But my point is, I spent a year and a half NOT working on any other writing projects because I was so busy researching and trying to get an agent. With each batch of new rejections, I would dive back into my novel, trying to figure out what was wrong. I researched genres. Was my book a mystery or a literary novel? Then, I'd send out more queries, trying out different approaches, different "hooks." Six weeks later (or never), I'd get back more rejections. Back to the drawing board. Yes, I needed to revise my novel, but did I also need to spend countless ours searching out an agent??
Finally, my friend Lisa Logan published a collection of her short stories on Smashwords from her master's thesis. I had a master's thesis sitting on my computer, too. Along with tons of other short stories. I decided to follow her lead and publish a mini collection on Smashwords. Two years later, I've completed a draft of my second novel, published another collection of short stories on Amazon, and have just released a how-to guide with Lisa called Publishing and Selling Your Ebook on Kindle.

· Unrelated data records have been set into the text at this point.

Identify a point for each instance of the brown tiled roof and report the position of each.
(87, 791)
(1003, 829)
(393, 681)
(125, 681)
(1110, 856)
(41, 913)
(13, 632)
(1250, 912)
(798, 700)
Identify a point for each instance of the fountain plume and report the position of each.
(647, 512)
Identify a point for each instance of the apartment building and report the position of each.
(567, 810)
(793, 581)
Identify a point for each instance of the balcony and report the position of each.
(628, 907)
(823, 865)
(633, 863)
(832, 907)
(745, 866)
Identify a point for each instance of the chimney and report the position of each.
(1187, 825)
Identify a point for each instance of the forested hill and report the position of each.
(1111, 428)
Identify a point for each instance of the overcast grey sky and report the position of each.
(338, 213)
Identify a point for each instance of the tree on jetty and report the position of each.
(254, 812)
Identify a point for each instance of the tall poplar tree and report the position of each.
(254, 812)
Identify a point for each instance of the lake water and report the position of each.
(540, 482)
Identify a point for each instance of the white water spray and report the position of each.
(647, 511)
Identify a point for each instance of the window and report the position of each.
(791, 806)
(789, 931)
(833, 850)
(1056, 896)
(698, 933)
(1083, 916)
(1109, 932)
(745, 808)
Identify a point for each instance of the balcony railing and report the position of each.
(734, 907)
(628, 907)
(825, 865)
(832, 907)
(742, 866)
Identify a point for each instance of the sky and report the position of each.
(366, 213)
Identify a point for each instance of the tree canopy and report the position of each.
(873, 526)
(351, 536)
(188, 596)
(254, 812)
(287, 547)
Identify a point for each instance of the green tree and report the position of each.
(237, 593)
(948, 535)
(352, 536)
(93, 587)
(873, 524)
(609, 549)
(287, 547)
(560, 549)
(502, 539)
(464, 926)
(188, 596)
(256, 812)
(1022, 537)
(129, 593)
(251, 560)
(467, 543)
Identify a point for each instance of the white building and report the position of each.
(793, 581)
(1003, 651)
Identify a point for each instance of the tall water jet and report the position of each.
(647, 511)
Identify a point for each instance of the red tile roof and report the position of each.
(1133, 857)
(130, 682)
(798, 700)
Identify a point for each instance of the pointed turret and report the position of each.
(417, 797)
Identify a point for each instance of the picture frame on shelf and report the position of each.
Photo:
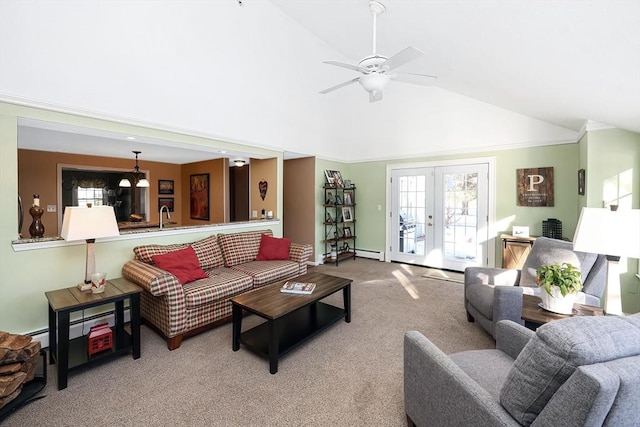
(328, 174)
(347, 214)
(165, 186)
(348, 197)
(166, 201)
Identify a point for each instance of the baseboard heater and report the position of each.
(81, 327)
(366, 253)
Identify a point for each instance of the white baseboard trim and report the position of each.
(79, 328)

If you are a writer who, like me, won't feel satisfied until your books are out there to be read -- whether by 10 people or 10,000 people -- can you afford NOT to self publish? Sure, if you already have contacts in publishing and/or have the time (and money) to travel to writing conferences, networking and meeting literary agents, then traditional publishing might be the best route for you. But many of us can't do that. We have kids or a full-time job, or we can't afford to spend $300+ on a conference or take a weekend trip to New York City to hobnob with literary agents and visit publishing houses. For the typical, every-day person, self publishing might be the only viable option.
Yes, you have to spend tons of time marketing your own books, but from what I've learned, traditionally published writers are having to do that anyway. They tour, they blog, they tweet... If you only have one year to spend "getting serious" about writing -- do you spend that time trying to find an agent, or do you write? For me, now, the answer is clear -- I write.